Kashef rapporte également le témoignage de Yassin*, kidnappé au Soudan après avoir fui l’Érythrée et transporté en Égypte au début de cette année. Yassin et son groupe ont été déplacés du Soudan à Assouan, en empruntant une route de contrebande. Puis ils ont été emmenés en camion, comme de la marchandise, cachés sous une bâche. Kashef précise que le groupe est ensuite resté au Caire pendant une semaine avant d'être transféré à Alexandrie où ils ont été emmenés dans un élevage de poulets à Kafr el Sheikh, près de la route côtière internationale. Ils sont restés là dix jours avant d'embarquer. Ils ont navigué ensuite pendant dix autres jours. Les jeunes hommes pensaient être arrivés près des côtes italiennes, ou de quelques îles grecques, avant de se rendre compte qu'ils étaient à nouveau en face de Idku [dans le gouvernorat de Beheira]. Les contrebandiers, ou plutôt les trafiquants, les avaient abandonnés et livrés aux gardes côtes. Après deux mois de détention, Yassin a été reconduit à la frontière.

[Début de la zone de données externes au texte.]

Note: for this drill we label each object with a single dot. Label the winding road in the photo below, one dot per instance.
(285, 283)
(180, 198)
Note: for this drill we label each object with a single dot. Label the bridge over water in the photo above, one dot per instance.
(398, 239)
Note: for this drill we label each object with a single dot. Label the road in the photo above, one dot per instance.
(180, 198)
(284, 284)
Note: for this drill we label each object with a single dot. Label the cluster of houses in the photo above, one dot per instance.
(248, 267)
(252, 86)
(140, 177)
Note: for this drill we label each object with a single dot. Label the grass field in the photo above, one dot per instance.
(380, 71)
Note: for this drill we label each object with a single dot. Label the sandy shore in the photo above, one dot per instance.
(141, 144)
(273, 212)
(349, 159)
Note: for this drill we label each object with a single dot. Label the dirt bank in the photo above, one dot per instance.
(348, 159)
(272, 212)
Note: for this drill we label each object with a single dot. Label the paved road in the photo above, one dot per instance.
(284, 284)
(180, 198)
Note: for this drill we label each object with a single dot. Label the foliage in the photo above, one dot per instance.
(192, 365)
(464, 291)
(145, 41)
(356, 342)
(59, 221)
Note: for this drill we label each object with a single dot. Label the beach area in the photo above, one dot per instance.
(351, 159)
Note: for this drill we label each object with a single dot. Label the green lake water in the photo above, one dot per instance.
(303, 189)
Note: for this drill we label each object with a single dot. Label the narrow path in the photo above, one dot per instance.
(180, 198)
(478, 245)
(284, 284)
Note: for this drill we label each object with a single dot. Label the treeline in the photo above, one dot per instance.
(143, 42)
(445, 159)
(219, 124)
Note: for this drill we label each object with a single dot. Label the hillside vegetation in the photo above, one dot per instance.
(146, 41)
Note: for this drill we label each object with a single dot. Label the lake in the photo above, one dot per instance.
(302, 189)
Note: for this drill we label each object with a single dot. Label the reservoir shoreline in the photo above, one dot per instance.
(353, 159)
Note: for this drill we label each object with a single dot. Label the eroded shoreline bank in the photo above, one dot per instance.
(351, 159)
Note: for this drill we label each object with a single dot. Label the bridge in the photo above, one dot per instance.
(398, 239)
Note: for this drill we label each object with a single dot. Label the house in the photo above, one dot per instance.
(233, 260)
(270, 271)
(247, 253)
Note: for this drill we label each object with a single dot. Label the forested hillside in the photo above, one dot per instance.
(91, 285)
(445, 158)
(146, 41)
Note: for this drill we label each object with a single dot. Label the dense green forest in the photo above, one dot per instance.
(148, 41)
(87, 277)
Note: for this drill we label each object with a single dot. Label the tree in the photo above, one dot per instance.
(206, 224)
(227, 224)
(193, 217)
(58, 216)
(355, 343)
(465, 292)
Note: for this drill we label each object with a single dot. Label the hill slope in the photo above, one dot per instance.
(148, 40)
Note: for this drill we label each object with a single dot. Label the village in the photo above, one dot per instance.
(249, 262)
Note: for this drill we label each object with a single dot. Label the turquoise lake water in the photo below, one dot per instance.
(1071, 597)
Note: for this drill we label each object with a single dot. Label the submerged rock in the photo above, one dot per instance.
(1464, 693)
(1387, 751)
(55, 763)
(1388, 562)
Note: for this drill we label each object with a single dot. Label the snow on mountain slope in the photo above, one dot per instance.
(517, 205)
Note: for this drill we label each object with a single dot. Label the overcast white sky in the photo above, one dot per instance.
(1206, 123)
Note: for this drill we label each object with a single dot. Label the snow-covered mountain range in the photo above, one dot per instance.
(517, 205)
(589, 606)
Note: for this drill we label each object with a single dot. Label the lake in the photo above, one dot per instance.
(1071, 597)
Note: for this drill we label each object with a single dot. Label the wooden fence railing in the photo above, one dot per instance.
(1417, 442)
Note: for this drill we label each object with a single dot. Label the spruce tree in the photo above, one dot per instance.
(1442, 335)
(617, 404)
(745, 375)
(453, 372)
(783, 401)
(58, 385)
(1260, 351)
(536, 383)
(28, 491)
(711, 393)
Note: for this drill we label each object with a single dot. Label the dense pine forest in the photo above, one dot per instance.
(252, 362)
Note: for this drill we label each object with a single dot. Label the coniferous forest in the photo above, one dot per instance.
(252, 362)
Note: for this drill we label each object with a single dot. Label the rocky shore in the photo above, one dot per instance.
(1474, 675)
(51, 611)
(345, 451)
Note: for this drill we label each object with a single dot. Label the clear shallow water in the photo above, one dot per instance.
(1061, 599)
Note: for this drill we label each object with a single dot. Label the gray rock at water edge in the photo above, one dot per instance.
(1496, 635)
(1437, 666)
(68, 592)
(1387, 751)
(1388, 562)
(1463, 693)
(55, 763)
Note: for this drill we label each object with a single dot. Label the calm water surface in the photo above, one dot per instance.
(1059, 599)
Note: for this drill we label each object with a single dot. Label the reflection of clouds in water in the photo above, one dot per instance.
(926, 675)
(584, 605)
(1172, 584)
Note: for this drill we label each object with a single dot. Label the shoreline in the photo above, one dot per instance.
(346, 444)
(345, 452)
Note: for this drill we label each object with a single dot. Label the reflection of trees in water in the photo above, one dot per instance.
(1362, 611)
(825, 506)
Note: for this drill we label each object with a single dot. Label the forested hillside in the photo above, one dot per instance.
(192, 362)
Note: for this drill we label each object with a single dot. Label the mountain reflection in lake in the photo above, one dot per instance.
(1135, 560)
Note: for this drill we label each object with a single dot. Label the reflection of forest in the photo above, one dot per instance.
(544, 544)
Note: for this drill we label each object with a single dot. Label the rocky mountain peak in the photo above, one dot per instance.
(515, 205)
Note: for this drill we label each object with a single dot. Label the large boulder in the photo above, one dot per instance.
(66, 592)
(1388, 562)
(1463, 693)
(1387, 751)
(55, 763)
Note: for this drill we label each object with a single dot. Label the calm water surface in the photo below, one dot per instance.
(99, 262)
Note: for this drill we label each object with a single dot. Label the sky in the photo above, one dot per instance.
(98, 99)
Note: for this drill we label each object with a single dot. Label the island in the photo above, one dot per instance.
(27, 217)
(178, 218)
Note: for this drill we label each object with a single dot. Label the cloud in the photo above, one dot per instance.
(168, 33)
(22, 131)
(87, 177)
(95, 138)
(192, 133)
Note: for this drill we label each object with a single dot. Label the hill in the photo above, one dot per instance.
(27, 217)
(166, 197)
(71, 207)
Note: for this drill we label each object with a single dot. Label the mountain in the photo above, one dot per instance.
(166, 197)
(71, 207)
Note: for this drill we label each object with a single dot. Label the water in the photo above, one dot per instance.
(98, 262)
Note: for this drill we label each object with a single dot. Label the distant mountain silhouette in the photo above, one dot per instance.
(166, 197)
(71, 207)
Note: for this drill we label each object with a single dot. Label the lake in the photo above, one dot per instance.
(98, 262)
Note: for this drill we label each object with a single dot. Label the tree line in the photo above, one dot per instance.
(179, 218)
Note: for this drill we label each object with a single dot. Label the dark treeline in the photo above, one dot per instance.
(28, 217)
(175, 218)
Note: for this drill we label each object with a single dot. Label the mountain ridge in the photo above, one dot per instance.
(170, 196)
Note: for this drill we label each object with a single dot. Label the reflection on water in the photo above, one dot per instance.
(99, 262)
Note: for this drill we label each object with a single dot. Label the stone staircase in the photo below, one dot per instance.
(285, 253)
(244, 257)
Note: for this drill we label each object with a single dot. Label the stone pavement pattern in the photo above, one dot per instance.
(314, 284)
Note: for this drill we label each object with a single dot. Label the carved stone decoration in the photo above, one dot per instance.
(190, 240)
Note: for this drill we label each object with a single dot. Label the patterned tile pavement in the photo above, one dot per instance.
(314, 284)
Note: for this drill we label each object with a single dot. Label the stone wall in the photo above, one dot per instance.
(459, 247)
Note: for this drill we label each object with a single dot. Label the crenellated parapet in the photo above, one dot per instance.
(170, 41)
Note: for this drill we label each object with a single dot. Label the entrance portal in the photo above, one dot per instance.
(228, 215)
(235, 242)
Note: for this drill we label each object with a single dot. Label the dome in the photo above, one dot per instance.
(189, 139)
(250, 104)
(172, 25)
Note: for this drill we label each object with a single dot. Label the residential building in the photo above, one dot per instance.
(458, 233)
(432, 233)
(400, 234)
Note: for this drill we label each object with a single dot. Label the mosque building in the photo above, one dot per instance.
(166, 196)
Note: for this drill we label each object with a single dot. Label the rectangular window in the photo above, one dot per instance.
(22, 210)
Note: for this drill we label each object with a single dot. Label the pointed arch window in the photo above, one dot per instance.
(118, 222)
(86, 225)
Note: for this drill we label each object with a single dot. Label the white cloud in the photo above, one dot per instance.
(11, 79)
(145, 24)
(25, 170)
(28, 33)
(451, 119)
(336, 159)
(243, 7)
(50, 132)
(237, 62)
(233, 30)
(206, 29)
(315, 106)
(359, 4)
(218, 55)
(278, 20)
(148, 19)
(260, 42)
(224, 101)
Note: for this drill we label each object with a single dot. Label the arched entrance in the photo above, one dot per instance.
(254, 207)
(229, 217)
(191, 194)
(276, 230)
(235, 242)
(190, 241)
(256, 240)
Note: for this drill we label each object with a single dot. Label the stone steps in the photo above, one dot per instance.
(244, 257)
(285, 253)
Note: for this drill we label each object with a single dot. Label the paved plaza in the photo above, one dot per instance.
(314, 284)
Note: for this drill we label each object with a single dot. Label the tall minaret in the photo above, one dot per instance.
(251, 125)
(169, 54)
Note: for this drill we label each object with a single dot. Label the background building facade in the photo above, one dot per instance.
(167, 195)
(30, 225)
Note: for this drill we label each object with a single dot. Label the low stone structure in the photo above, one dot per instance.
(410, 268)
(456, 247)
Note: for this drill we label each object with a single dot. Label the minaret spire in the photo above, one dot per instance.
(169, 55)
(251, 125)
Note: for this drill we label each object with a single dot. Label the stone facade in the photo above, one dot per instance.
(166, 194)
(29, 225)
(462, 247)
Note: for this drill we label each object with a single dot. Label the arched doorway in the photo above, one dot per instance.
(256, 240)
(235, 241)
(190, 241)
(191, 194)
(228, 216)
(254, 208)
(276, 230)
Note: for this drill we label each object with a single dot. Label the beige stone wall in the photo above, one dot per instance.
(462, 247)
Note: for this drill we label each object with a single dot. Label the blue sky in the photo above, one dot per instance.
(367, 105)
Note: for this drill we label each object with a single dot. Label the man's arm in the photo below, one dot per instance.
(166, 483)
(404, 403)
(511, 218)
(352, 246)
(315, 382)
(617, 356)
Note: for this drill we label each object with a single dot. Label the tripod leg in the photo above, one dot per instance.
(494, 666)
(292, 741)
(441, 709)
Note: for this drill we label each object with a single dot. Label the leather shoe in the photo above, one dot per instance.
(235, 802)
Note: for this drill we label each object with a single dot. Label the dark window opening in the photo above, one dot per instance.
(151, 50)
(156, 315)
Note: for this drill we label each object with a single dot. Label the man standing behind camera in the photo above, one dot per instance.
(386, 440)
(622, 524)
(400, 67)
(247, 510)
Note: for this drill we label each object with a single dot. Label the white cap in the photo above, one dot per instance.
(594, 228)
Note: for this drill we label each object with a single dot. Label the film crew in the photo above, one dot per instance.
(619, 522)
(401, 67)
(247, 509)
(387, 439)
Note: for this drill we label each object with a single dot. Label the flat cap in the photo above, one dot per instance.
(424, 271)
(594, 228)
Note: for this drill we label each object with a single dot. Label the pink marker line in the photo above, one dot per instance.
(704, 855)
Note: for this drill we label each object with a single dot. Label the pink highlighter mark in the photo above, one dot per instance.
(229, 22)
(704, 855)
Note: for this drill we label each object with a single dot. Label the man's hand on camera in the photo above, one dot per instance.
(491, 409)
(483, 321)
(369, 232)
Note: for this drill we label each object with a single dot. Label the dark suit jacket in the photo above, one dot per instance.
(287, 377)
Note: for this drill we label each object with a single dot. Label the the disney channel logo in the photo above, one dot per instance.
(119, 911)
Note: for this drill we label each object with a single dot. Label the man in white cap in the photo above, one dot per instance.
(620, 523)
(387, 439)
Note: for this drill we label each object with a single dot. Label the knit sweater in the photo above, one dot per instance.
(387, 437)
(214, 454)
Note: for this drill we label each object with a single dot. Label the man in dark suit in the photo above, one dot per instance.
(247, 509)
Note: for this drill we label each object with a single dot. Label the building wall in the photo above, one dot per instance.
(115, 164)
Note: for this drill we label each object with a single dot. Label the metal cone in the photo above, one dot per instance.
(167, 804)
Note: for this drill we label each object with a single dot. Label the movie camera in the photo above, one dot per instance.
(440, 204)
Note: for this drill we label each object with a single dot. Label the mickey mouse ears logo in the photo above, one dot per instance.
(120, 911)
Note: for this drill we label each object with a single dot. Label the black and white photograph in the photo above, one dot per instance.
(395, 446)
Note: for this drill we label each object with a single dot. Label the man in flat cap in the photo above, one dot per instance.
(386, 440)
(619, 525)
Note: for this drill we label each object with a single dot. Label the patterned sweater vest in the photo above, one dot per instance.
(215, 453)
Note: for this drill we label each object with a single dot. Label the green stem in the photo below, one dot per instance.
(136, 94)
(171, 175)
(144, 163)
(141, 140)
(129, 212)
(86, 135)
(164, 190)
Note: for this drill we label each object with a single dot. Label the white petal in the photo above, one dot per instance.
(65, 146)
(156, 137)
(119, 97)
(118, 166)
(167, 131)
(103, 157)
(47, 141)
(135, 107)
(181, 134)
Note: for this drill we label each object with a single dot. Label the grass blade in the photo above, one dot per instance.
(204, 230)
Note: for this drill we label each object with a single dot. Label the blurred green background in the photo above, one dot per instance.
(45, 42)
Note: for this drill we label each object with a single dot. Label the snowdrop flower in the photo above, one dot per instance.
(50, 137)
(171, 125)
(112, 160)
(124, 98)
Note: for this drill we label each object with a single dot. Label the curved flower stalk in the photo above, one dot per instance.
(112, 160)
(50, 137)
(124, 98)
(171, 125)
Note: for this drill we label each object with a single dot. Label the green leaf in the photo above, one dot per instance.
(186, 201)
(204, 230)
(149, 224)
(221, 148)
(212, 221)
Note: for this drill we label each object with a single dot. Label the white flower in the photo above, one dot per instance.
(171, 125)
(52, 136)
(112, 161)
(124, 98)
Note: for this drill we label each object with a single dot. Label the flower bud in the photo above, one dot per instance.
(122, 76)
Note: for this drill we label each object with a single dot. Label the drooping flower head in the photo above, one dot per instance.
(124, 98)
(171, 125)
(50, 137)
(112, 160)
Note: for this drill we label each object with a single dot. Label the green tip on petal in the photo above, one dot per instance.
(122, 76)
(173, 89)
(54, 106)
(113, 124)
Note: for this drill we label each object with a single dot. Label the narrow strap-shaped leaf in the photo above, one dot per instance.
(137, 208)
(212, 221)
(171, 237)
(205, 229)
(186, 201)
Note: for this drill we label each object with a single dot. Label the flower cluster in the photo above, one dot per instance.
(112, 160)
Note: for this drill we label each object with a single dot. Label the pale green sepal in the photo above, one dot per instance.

Jamal*, un autre réfugié érythréen, a raconté à Mada Masr avoir été kidnappé fin 2014 par la tribu des Rashaida au Soudan, et revendu en Libye malgré les promesses faites d'une place à bord d'un bateau au départ d'Égypte. Ses ravisseurs s'étaient présentés comme des contrebandiers. Après avoir été kidnappé et maltraité, Jamal a réussi à s'enfuir dans la Haute-Égypte et à se cacher dans une ferme près de Assouan. Il a ensuite rejoint le Caire.

Ce ne sont là que quelques-uns des témoignages d'une crise vertigineuse à laquelle l'Europe commence à se confronter seulement maintenant

L'Égypte, pays de passage des flux migratoires de la Méditerranée depuis toujours, participe à présent à des dynamiques de migration illégale de plus en plus complexes pour franchir les portes de l’Europe. Les contrebandiers s'adaptent en trouvant de nouvelles voies d'accès aux pays européens, tandis que la détention, le contrôle des frontières et les politiques sécuritaires semblent incapables d'endiguer les flux.

Aujourd’hui, cette situation ne concerne plus exclusivement la Méditerranée, elle a fini par arriver au cœur même de l’Europe, où certains Etats membres ont réintroduit le contrôle de leurs frontières, tandis que se poursuivent les projets de l’UE pour externaliser toujours plus la gestion de ses confins en passant des accords avec des pays comme l'Égypte.

 

*Certains noms ont été modifiés pour protéger l'identité des personnes interviewées.